Last time my mother was in the hospital, I was only allowed in to her room wearing a paper yellow gown and gloves; she’d developed the highly infectious MRSA due to open infected sores because of very limited blood flow to her legs– completely blocked femur arteries.
One day when I walked into the room, donned in my antibacterial outfit, she was crying. “Oh, oh,” she sobbed. “I thought you were dead.”
Then later: “Be sure to give me all the keys before we go.”
“I don’t know. to all the trunks and suitcases…”
My husband says I wail and scream in my sleep. I don’t hear myself. But my dreams are vivid and repetitive: I am always packing, or trying to pack: either stuffing things into paper bags that rip, or I don’t have enough suitcases to hold everything, and I’m always in a rush, state of panic.

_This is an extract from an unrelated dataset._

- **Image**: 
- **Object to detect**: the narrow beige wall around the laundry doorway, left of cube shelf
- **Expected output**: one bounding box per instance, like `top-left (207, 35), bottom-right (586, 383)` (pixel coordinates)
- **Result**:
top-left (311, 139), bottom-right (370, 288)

Trying to get off a boat as it is sinking, hide from a tornado, or check in before my room is taken and I have to sleep in the dining hall full of beds, some kind of evacuation center.
We can analyze our dreams to eternity. I’m not interested in that. But I would like to quell the panic. I would like peace. But peace will not come with my mother’s death–I will be down on my knees. My head pressed against a hard wood floor.

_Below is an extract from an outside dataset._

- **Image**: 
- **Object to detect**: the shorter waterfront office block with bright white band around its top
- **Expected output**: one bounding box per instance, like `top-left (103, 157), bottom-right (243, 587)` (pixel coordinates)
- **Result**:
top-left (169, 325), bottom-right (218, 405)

Anyway, as her health care proxy, back at the hospital, I had been faced with two choices: invasive arterial grafting surgery or amputation of her leg.
And with such choices emerged the crazy side of the grieving daughter, screaming, begging, for a far more rational alternative for a 96-year-old woman.
Which is antibiotics for life, and anti-fungal topical meds as new sores emerge, to keep infection at bay for as long as possible. Daily wound dressings by home nursing care.
Another phone call: “I bought new glasses,” I tell her. “They’re different. I needed a new look.”
“Oh thank you.”
“No, I mean glasses. for me. I needed new eye glasses.”
Then this: “I have to go. I can’t sit like this anymore,” she said.
And I text her aide that she needs to be rotated.
Last time I was there, I helped her aide rotate her – my mother is too weak to roll over. Bed sores. And we had to pull back the blankets and change her Depends.
And I saw her. I saw my mother – her bones. Since her stroke she has lost weight. A lot. She is on that “nectar” diet. Protein, yes. Calories, not so much.
Because she has no fat left on her bones yes, she cannot stay in one position too long as nothing left to cushion her bones.
“I should’t complain. This too shall pass,” she still can say.
This too shall pass. She has been saying that to me all her life. Always during hard times.
One time as I lay beside her, back in her bedroom where she now is confined to that hospital bed, she said what she has said to me many times before: “You are a most satisfying daughter.”
“And you’re my best friend,” I tell her back.
We have in recent weeks told each other how we love each other “so, so, so ” much.
And she can still call me “Honey Bun.” Reaching out that thin veined hand to pat my head. “Go get some rest.”
Quality of life. When does one know if there is none left? When do you stop making her get out of bed to sit up after eating so she doesn’t choke?
Hallucinations: She saw a boy in orange. Then an array of flowers going by. And a row of figures. Someone swimming around the corner. A blue man on the ceiling.
But there are still her pearls of wisdom: “Be brave.”
“Go live it up!”
“Be sure to giggle. Giggling is so important.”
My own words, never mind of wisdom, are few. I am often left speechless. Unable to write. So today I took a picture instead. Of something close up. An image. The tangible. Of a lone feather: Unedited as are my emotions.